Il y a environ 260 ans, au sud de Québec, sur les rives du Saint-Laurent, se jouait l’avenir de la Nouvelle-France convoitée par les Anglais.
La Guerre de Conquête, ou French and Indian War, qui avait éclaté en 1754 en Amérique et avait déclenché deux ans plus tard la Guerre de Sept Ans en Europe, avait pour enjeu territorial la suprématie sur l’Amérique du Nord. Les Français et Anglais y régnaient en maîtres. Les premiers s’étaient installés de l’Acadie, jusqu’aux lacs Erié et Huron, suivant le cours du Saint-Laurent. Les seconds avaient établi leurs Treize Colonies sur la côte Est américaine jusqu’en Virginie. Au début de l’automne 1759, la percée britannique sur les terres de la Nouvelle-France est telle qu’ils atteignent enfin Québec.
La bataille des Plaines d’Abraham est en fait l’aboutissement du siège de Québec qui avait commencé le 27 juin lorsque James Wolfe et ses hommes avaient débarqué sur l’île d’Orléans.
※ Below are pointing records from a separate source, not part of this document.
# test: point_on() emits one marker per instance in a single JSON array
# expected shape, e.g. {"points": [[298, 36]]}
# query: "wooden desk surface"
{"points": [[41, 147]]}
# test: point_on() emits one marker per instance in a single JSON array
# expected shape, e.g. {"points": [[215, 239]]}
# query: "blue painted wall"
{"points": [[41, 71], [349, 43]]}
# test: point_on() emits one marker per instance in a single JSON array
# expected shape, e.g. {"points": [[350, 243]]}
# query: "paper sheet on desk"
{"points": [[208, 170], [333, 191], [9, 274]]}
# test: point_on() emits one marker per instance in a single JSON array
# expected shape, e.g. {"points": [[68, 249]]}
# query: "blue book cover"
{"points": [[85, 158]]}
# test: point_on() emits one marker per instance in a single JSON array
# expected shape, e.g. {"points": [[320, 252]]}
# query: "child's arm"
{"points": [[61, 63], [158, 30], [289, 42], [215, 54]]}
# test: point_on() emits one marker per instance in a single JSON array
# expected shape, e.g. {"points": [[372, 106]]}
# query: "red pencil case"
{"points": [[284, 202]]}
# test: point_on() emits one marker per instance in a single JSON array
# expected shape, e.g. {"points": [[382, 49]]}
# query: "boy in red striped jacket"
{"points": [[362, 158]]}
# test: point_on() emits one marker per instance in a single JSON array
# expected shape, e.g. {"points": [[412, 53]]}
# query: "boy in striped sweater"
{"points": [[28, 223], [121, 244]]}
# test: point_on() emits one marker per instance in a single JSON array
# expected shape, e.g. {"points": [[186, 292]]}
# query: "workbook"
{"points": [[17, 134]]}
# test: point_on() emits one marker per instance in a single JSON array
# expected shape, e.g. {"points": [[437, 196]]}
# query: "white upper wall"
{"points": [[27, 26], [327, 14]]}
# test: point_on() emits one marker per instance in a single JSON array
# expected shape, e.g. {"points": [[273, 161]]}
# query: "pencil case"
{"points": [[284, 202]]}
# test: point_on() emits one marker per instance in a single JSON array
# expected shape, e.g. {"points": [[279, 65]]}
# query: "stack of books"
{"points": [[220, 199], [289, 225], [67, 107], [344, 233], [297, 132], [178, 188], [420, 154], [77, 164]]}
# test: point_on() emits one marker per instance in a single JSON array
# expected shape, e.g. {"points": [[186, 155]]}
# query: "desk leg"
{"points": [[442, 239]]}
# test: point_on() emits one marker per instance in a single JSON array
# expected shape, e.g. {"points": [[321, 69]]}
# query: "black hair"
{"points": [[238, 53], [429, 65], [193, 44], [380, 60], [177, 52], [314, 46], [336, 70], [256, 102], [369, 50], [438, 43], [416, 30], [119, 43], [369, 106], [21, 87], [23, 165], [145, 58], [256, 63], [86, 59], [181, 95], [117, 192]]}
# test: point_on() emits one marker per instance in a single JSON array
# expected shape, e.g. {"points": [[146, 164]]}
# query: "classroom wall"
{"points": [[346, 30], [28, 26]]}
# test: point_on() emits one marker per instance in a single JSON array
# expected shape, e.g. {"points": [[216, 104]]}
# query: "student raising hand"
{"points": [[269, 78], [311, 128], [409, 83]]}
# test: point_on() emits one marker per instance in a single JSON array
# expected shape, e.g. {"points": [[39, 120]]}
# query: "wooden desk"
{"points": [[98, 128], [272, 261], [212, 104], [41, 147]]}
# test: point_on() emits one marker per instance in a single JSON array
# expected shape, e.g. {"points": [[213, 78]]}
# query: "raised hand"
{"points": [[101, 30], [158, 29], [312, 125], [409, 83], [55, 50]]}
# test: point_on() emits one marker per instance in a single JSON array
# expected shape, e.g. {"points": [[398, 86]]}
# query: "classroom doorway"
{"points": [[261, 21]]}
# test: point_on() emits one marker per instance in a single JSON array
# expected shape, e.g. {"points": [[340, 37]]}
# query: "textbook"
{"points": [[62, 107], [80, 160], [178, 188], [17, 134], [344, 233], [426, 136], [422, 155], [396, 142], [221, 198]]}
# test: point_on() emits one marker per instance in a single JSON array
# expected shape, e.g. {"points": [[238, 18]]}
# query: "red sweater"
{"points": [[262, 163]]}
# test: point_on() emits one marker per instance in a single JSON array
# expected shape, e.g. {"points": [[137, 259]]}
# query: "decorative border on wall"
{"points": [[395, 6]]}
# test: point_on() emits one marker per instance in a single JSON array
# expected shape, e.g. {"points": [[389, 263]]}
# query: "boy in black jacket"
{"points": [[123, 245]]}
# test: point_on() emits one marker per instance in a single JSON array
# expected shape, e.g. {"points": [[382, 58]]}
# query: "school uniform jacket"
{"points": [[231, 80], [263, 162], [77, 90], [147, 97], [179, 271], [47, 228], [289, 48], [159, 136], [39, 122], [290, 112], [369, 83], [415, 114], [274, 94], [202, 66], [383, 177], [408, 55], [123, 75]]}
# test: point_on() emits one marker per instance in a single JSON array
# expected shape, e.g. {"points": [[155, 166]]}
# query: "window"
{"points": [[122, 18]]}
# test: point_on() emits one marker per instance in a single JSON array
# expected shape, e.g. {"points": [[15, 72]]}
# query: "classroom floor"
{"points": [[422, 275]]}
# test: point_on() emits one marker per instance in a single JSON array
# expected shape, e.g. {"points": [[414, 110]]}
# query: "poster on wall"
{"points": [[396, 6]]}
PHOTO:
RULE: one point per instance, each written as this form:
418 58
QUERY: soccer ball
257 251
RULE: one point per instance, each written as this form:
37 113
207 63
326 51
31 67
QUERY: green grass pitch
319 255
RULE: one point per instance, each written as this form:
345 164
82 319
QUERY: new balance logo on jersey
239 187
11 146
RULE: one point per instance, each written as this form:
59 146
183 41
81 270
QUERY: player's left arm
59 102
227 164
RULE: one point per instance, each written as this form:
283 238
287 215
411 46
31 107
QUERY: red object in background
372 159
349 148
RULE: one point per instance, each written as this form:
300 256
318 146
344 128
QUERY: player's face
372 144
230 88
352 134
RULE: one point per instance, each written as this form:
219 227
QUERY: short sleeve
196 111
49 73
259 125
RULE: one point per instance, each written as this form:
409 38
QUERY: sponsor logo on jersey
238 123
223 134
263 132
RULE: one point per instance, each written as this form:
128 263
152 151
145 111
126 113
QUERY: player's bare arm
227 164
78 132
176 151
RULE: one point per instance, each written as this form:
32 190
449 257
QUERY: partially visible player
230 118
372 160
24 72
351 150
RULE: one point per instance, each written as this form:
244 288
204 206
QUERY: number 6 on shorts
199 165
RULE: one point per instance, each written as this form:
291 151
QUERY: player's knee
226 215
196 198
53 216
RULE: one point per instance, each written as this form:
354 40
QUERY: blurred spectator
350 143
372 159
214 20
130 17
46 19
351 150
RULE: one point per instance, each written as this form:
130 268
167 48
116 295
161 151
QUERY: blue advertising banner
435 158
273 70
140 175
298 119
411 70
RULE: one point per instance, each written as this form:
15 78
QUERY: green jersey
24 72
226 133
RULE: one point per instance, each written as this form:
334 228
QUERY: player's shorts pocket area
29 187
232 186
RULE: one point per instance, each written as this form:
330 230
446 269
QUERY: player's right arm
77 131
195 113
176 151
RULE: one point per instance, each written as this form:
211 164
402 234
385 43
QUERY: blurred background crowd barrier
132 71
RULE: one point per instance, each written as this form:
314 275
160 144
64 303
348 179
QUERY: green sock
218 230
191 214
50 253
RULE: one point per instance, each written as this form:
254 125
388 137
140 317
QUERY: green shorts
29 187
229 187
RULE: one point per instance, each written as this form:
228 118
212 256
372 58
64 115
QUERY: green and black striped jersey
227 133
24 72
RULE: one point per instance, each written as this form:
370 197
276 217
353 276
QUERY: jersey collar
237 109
Le Marquis de Montcalm, qui commande les troupes situées à Québec, est cependant serein puisqu’il a à sa disposition davantage de moyens humains que son adversaire. Le contingent français est composé de 15 000 hommes alors que le britannique ne dispose que de 9 000 hommes. La bataille des Plaines est l’aboutissement de plusieurs offensives. À partir du 12 juillet, se succèdent d’intenses bombardements de la ville qui la détruisent complètement. Georges Townshend, officier de la couronne d’Angleterre, souligne la violence du siège et dit à ce propos : « Je n’ai jamais servi sous une campagne aussi vilaine. Nous avons réduit nos opérations à des scènes de cruauté et de dévastation. C’est la guerre dans ses pires aspects »[1].
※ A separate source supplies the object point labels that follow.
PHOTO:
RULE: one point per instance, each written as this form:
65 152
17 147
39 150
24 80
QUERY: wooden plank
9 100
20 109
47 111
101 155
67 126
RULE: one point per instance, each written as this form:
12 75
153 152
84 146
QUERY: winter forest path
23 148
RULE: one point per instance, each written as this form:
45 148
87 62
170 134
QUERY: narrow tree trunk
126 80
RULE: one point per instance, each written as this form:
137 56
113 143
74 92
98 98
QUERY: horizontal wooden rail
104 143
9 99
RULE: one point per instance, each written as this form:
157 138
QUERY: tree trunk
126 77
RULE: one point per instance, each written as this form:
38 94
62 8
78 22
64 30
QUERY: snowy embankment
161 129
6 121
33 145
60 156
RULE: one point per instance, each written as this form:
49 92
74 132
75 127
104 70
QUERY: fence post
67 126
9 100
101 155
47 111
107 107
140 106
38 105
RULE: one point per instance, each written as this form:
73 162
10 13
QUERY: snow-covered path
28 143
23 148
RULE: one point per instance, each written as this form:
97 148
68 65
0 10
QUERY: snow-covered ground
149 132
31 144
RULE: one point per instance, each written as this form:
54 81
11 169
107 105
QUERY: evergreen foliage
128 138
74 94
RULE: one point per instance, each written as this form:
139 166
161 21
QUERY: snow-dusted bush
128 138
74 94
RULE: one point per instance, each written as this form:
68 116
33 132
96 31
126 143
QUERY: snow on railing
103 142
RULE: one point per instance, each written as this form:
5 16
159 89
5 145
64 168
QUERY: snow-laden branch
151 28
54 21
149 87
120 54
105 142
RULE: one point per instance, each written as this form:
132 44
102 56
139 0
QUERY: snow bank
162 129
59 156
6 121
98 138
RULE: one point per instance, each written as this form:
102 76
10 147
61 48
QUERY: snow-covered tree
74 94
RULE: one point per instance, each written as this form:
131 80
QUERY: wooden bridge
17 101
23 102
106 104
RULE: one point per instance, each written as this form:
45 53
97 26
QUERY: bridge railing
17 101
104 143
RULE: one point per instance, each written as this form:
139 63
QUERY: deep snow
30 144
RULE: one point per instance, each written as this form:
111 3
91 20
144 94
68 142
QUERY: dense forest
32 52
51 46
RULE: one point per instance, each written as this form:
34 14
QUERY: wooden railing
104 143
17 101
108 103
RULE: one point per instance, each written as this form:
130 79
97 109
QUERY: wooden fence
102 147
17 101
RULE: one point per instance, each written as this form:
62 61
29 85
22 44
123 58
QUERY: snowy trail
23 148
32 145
Le 31 juillet, les Red Coats lancent un assaut près des chutes de Montmorency, mais sont immédiatement repoussés par les troupes de Lévis. Les Britanniques y laissent 210 morts et tout autant de blessés. Les jours passent, la ville de Québec détruite tient toujours bon. Sans doute inquiété par l’automne et les conditions climatiques qui lui sont associées au Canada, Wolfe accélère son entreprise et décide de mener le combat début septembre.
À deux heures du matin, les soldats anglais débarquent à l’Anse du Foulon. La garnison française présente est tout de suite éliminée par le lieutenant Howe. Le jeune officier tenait ici la vengeance de son frère, tué à Carillon. Au petit matin, quatre mille hommes sont rangés en ordre de bataille sur la plaine d’Abraham.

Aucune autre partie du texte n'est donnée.